R provides a ton of built-in functions that make simple statistics very easy to calculate. However, the really amazing thing is the huge number of additional packages that allow R users to perform complex statistical analysis on their data. I hope that learning the basics of R will help break down the barriers that prevent many researchers from accessing and performing this more sophisticated statistical analysis. You will likely find if you keep learning R that, past a certain point, you're learning more about the statistics behind some of these packages than about the programming; that's exactly the idea. Once you get past the steep learning curve in the beginning, R makes the coding easy, and you're freed up to think carefully about data analysis without the constraints of whether or not there's a built-in excel function to perform a specific comparison, test, etc.
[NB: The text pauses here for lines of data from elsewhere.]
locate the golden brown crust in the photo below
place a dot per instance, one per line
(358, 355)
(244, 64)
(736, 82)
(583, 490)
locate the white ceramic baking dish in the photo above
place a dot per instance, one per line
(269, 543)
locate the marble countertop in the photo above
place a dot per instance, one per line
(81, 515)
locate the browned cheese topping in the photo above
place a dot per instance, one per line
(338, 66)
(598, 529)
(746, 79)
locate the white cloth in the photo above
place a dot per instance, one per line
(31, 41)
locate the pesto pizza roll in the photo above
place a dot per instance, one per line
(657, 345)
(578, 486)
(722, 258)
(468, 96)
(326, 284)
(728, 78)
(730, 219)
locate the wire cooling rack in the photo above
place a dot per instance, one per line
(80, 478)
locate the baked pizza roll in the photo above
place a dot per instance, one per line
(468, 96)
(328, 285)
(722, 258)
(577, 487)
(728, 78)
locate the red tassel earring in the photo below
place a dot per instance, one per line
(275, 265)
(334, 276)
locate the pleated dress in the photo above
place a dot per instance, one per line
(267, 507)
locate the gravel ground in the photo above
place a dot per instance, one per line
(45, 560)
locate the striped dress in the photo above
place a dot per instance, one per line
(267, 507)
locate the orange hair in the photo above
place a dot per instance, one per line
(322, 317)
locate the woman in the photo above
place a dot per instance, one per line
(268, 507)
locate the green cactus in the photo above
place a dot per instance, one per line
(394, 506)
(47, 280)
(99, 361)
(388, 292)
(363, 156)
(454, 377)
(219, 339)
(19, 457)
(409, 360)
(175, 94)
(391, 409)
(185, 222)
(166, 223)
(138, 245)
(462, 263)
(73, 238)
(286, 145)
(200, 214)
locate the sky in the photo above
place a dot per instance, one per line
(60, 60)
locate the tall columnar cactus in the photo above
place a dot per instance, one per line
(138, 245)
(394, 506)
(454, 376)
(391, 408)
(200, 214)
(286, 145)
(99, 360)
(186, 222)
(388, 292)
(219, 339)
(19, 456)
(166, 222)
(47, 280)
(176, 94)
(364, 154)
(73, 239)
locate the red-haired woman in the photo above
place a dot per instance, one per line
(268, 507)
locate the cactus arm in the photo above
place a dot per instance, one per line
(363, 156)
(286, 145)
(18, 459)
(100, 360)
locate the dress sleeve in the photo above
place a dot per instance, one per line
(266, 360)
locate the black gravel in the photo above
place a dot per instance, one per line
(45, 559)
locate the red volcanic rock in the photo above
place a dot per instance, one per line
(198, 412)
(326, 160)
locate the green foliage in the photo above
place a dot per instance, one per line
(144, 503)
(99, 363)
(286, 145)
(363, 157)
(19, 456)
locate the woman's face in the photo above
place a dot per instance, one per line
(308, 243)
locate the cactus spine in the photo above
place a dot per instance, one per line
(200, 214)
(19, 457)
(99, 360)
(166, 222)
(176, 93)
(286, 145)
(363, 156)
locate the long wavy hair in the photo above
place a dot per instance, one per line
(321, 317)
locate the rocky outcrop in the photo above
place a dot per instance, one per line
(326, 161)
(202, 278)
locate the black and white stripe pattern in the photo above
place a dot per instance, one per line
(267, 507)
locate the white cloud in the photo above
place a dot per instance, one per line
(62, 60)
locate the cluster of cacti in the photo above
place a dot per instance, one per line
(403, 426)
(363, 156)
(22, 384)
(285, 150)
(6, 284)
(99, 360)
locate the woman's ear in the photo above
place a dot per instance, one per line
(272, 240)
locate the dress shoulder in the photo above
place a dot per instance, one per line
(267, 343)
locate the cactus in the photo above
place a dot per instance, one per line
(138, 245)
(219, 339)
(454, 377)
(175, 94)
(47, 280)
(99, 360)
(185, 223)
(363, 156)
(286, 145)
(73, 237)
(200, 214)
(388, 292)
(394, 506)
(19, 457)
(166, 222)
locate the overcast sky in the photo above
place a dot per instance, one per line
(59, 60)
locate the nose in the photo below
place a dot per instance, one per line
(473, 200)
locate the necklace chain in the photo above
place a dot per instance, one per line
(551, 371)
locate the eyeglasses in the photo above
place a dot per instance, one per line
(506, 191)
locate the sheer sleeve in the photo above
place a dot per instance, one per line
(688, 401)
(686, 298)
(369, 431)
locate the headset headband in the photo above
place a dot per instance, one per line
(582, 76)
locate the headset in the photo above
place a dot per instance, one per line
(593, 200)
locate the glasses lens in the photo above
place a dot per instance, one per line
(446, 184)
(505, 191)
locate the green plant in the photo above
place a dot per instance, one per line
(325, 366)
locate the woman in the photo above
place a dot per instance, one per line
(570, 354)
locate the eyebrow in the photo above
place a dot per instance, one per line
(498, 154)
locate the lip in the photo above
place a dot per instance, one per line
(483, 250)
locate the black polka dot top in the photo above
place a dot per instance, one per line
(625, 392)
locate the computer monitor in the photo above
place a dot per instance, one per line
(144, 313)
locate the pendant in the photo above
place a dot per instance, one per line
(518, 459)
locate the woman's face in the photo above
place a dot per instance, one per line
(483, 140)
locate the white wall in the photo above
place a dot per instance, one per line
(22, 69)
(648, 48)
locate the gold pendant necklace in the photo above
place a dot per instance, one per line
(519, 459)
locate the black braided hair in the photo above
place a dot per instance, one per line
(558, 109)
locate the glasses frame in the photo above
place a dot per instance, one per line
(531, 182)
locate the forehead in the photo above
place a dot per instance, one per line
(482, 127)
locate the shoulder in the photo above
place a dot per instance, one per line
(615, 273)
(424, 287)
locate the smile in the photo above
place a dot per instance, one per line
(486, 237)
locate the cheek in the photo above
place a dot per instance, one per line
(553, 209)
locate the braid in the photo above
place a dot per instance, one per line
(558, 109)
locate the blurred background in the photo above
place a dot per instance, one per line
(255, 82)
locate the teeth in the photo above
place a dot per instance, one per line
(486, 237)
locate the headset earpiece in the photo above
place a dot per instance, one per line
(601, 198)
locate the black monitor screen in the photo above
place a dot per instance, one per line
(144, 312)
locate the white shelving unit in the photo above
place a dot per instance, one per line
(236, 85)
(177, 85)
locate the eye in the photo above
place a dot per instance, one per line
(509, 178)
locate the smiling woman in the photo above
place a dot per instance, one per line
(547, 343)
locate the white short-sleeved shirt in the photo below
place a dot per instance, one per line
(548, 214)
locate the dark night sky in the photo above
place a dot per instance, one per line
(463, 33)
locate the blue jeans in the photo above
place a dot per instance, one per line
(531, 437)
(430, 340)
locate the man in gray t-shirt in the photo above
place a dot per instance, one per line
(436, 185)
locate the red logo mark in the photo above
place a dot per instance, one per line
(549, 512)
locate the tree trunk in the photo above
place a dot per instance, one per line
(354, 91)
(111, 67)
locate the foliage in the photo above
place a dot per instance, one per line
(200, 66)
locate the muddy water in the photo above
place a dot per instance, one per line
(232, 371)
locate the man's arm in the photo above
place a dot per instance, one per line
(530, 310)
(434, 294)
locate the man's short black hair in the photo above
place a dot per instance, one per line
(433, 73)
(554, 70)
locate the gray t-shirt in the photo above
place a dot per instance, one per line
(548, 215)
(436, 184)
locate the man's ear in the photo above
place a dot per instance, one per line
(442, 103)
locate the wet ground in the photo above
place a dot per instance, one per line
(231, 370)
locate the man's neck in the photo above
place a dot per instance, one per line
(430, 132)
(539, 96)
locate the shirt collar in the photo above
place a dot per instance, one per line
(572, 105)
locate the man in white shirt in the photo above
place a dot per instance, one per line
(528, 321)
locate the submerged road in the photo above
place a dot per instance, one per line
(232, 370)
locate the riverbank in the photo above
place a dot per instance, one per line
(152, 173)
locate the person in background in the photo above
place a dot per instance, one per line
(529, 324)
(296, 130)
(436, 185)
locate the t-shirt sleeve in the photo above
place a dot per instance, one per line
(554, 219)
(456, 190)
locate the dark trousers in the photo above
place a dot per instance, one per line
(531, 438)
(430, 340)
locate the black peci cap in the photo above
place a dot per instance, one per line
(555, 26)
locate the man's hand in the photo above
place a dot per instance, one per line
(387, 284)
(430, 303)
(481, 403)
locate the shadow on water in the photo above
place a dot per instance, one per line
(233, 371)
We're going to look at a few built-in R functions for statistical tests that are commonly done in R, but I encourage you to look into some of the resources at the end of this section on your own time to go beyond these.

## t-tests

Remember that t-tests compare two groups to determine whether their means are significantly different. As with all statistical tests, there are a ton of assumptions that go into these tests, and you should always learn about these before running the test. Nevertheless, let's try to perform a t-test to compare Petal Length between two species in our iris data.

### Running t-tests on vectors of data

The simplest way to run a t-test in R looks like `t.test(<vector_1>, <vector_2>)` where *vector_1* and *vector_2* contain the data we want to compare.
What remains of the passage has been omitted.